DeAnne and Mark, along with many of their children and parents, held the most senior positions in LuLaRoe, only visiting the office occasionally in luxury vehicles. Their nepotism and incompetence are at the heart of the LuLaRich, which is told more or less chronologically. The image looks pink at first – large numbers fill the screen, increasing more and more to reflect the number of retailers working for the company – but along the way complaints start to crop up, like manufacturing defects. (damaged and moldy leggings), irresponsible spending on parties and concerts (Katy Perry at a rented stadium), and pressure on retailers to constantly buy more inventory.
Many former employees interviewed attribute LuLaRoe’s problems to DeAnne and Mark “not knowing how to run a business of this size,” as if technocratic skill could have turned the ship around. The implication is that LuLaRoe fell victim to her own uncontrollable greed – that if she had just slowed things down, stayed smaller, or had better corporate leadership, all would have been fine.
But a pyramid scheme will still be a scam and a scam for the vast majority of its participants by design. The only people who will make any money are those at the top of the pyramid: founders and entry-level retailers who recruit others, like those interviewed in LuLaRich. In 2016, LuLaRoe reported that 70 percent of its retailers earned zero dollars from recruiting bonus checks, while the richest 0.1 percent earned an average of $ 150,000 per month.

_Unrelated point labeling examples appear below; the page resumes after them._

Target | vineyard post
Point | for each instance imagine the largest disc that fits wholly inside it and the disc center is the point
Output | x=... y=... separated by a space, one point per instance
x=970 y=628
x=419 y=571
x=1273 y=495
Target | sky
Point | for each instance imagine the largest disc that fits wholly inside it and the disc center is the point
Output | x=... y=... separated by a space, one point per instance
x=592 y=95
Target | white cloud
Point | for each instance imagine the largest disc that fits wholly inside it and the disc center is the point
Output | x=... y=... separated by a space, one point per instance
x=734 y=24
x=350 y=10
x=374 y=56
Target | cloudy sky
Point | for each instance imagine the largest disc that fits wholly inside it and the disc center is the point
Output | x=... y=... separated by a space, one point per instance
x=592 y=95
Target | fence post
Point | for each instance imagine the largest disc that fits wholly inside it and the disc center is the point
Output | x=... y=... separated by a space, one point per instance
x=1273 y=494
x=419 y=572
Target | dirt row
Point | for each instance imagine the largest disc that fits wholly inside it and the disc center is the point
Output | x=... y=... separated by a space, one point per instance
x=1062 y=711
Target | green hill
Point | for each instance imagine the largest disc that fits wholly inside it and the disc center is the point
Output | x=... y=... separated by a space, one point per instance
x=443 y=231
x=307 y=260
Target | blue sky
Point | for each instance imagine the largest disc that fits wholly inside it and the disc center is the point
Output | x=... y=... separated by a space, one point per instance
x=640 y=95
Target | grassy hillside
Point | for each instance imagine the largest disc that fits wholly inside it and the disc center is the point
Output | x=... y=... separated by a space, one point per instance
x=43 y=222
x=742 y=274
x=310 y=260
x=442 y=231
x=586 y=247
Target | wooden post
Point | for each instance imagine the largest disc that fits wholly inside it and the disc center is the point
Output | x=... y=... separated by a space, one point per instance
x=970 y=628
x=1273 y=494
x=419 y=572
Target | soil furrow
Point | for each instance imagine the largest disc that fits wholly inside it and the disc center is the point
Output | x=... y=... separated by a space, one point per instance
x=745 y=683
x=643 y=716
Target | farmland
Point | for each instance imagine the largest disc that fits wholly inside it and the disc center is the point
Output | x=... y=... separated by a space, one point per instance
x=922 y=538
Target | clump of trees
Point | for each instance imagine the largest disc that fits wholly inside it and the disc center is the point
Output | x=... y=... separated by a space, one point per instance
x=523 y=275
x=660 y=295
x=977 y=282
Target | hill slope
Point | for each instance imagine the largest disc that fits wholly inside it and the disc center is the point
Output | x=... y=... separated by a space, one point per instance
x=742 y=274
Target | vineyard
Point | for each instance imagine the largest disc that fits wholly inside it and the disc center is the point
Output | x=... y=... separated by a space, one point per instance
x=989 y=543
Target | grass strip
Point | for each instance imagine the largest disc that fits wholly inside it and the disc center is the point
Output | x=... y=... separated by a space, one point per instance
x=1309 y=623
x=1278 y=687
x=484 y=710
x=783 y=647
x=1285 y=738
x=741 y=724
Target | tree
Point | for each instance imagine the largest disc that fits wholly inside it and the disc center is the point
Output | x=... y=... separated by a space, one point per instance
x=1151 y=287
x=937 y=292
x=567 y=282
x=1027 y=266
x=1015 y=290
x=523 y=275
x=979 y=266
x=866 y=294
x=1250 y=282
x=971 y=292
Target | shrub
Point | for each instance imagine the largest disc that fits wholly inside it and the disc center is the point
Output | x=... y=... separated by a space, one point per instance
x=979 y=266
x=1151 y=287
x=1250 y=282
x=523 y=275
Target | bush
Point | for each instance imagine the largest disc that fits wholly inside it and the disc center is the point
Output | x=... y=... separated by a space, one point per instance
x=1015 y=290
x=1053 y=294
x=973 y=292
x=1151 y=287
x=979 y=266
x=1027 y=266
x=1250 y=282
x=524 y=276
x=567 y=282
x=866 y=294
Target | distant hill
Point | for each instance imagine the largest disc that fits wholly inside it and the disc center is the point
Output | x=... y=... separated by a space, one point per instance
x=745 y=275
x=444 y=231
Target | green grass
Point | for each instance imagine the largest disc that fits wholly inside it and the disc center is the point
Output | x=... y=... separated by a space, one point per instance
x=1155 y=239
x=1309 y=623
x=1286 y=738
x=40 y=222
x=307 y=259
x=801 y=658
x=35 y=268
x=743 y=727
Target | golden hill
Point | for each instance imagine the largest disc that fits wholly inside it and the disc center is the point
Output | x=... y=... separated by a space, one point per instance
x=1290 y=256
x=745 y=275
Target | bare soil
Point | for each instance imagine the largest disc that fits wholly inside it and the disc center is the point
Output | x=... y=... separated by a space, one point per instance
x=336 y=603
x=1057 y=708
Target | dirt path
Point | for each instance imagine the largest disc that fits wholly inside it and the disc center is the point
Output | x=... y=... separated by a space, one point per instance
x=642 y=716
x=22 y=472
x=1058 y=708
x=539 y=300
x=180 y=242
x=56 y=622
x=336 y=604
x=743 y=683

And it was like that Assumed work. This is also how capitalism is supposed to work, with the vast majority selling their labor to a small possessing class with little means of upward mobility.
Ultimately, LuLaRich diagnoses the LuLaRoe problem as an individual excess, not as a systematic exploitation. This may seem like a subtle distinction, but it suggests that a good restraint of selfishness can prevent the worst excesses of capitalism. As the former head office customer service rep summed up at the end of the last episode, “This is what happens when you stop worrying about ethics and morals and become completely consumed with greed. ” He also describes it as a “warning from a company that has grown too fast for its own good”. But if the company had experienced sustainable growth, the result would not have been shared prosperity for all of its retailers. The best case scenario, as with capitalism itself, would have been perpetual exploitation.